Chebotaryov was born in 1892 in a small village in present-day Bashkortostan, Russia. "Chebotar" is a Ukrainian word for "cobbler", but his father had risen in his family from peasant to land surveyor and eventually estate steward. Young Chebotaryov attended secondary school in Kazan. He began a self-published journal there in which he would present his writings. Chebotaryov entered the Kazan Art School in 1910, where he studied with Nicolai Fechin.

In the Canteen, 1932

While a student, Chebotaryov visited the Crimea in 1914, which is said to have inspired him greatly. His early paintings were a homage to Impressionism, but soon his work began to shift into the modern era.

In 1918, Chebotaryov created an art group called The Sunflower Union, which claimed to revolt against old art and embrace everything. The union held its first exhibition in Kazan. The exhibition, featuring 305 works, was a landmark in the development of Russian art. Out of these, fifty belonged to Chebotaryov, displaying elements of Cubism and Expressionism.

The Russian Civil War broke out and Chebotaryov was enlisted in the White Army. After being crushed by the Reds, Chebotaryov fled to the east, but eventually returned to Kazan in 1921. Chebotaryov resumed his work as an artist and teacher. He married another noteworthy artist, Alexandra Platunova. In the 1920s, an artistic almanac, The Rider, began to be published, and upon his return Chebotaryov actively contributed to it.

In 1923, Chebotaryov began to teach theater design and created settings for the numerous plays began performed in the artistically productive Kazan. In 1926, he moved to Moscow, when the transform to Socialist Realism began to take place and stifle the revolutionary avant-garde. He eventually ceased working for the stage.

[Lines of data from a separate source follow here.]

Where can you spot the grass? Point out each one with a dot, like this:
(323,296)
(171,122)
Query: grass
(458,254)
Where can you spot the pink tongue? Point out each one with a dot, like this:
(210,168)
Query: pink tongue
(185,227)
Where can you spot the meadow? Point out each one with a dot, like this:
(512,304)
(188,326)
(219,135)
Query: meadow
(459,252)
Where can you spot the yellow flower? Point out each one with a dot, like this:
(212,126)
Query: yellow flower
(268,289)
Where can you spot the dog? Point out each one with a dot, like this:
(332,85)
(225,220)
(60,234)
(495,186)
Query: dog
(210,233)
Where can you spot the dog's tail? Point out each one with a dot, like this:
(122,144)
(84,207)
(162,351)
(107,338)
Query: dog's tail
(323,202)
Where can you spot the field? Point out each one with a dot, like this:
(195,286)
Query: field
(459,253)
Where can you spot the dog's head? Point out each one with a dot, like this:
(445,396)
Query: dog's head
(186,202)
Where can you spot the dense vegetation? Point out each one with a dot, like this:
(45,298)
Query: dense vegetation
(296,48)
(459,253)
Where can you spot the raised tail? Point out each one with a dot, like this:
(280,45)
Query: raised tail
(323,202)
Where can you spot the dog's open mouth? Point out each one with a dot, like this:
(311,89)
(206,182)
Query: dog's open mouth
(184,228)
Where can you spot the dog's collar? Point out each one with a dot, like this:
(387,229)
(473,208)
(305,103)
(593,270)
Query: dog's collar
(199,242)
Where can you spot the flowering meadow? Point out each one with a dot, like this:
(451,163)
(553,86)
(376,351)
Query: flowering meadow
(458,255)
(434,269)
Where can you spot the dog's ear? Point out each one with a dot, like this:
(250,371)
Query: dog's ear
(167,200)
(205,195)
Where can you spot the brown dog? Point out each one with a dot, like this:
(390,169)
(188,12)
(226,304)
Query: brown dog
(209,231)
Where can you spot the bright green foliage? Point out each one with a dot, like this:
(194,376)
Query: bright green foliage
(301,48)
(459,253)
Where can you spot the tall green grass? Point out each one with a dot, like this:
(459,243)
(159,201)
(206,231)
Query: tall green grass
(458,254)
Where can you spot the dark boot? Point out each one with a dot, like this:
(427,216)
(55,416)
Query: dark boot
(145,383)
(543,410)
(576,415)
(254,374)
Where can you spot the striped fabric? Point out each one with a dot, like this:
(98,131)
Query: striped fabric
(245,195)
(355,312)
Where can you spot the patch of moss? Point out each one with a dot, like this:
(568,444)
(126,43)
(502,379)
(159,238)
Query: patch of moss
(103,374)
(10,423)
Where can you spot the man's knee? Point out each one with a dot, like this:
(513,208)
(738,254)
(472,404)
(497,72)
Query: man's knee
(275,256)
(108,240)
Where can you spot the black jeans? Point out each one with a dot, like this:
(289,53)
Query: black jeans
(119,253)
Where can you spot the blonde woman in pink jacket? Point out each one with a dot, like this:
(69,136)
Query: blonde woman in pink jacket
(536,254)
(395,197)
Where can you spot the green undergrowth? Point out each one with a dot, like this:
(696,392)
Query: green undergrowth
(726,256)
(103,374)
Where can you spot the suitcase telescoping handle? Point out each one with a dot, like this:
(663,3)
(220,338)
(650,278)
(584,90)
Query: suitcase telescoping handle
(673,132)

Being braided as a bourgeois and reactionary for his art, and enemy of the people for his participation in the White Army, Chebotaryov met with hard times, bringing a fall from his position as leading artist in Kazan. He survived, however, though with a flattened reputation in Russia. His art was successful abroad and critics spoke of him highly in other countries. He tried but failed time and again to join the Moscow Artist's Union. Finally, in 1970, he was accepted to the Artists' Union, dying just four years later, impoverished and virtually unknown.